Resource Best Practices
1. URI Design
✅ Good: Hierarchical, predictable
weather://climate/normals/seattle-wa/01
weather://climate/extremes/seattle-wa
❌ Bad: Flat, random
weather://get_normals?city=seattle&month=1
weather://climate_data_12345
2. Error Handling
Always return valid JSON, even for errors:
if not data:
return json.dumps({
"error": "No data available",
"help": "Try a different location or month"
}, indent=2)
3. Metadata
Include context for better LLM understanding:
{
"data": {...},
"metadata": {
"source": "NOAA CDO",
"period": "1991-2020",
"units": {"temp": "F"},
"last_updated": "2021-01-01"
}
}
4. Caching
Climate normals don't change often - cache aggressively:
from functools import lru_cache
@lru_cache(maxsize=100)
async def fetch_climate_normals(station_id: str, month: str):
# Expensive API call
# Cached for the session
When NOT to Use Resources
❌ Don't use Resources for:
- Frequently changing data (use Tools instead)
- User input that triggers actions
- Data requiring authentication per-request
- Binary data (images, PDFs) — use Tools to generate download links
✅ Do use Resources for:
- Reference data (documentation, schemas)
- Historical records
- Static configurations
- Semi-static datasets (updated monthly/yearly)
Publishing to MCP Registries
With Resources added, your server is more discoverable and useful.
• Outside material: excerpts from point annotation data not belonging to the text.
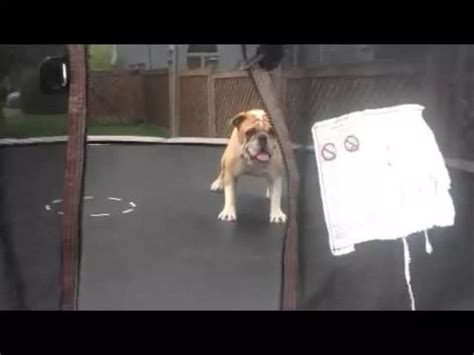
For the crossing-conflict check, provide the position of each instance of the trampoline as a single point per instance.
(151, 238)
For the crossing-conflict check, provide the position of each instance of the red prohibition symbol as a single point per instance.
(329, 152)
(351, 143)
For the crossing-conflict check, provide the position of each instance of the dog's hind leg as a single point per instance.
(269, 191)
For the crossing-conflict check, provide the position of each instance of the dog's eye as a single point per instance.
(249, 133)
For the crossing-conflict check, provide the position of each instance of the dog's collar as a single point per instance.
(250, 156)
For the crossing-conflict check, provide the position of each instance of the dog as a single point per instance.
(252, 150)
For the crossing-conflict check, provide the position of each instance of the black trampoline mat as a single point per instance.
(162, 247)
(171, 251)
Consider publishing to:
Resources make your server self-documenting - registries can discover capabilities automatically!
Next Steps
You've now built a weather MCP server with:
- ✅ Tools: Actions for current forecasts and alerts
- ✅ Resources: Historical climate data for context
- ✅ Templates: Dynamic URI patterns for discovery
Future enhancements:
- Add Prompts capability for common weather queries
- Implement caching layer (Redis) for normals
- Support international weather APIs
- Add air quality and UV index data
- Publish to PyPI as installable package
Learn More
- MCP Specification - Resources
- NOAA Climate Data Online API
- Building Your First MCP Server (Tools tutorial)
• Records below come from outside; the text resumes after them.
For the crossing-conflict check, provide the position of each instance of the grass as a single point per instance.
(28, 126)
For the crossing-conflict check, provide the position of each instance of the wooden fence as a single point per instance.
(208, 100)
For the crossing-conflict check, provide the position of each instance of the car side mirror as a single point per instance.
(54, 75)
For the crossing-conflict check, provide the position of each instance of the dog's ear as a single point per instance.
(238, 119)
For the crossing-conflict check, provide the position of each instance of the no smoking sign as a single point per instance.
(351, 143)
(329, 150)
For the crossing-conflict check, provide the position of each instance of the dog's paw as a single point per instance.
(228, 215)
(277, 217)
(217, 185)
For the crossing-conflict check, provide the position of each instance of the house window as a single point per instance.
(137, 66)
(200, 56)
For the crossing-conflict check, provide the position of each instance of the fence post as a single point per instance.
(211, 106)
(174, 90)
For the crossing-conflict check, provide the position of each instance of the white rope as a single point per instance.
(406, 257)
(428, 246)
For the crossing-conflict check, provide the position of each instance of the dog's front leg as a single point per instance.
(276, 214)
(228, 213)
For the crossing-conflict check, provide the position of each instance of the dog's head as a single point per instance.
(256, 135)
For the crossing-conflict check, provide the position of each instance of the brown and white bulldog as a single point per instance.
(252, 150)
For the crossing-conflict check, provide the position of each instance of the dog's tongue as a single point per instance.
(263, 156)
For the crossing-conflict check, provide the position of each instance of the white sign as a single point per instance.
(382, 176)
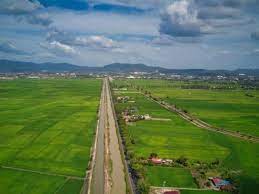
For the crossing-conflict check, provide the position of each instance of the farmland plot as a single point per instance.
(176, 137)
(46, 127)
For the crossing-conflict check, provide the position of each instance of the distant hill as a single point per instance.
(8, 66)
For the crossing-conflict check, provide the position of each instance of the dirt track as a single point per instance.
(108, 171)
(202, 124)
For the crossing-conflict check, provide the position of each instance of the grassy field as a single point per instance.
(162, 176)
(175, 138)
(201, 192)
(224, 105)
(46, 126)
- Agent Skills vs MCP Security (Architecture comparison)
Conclusion
Resources complement Tools by providing read-only context that enriches AI interactions. By adding climate normals to our weather server, we've enabled Claude to:
- Compare current conditions to historical baselines
- Answer "is this normal?" questions confidently
- Provide year-over-year trend analysis
The combination of Tools (actions) and Resources (data) makes MCP servers incredibly powerful—giving AI agents the context they need to deliver truly intelligent responses.
Ready to add Resources to your own MCP server? Start with reference data your LLM frequently needs, expose it via URI templates, and watch the quality of responses improve!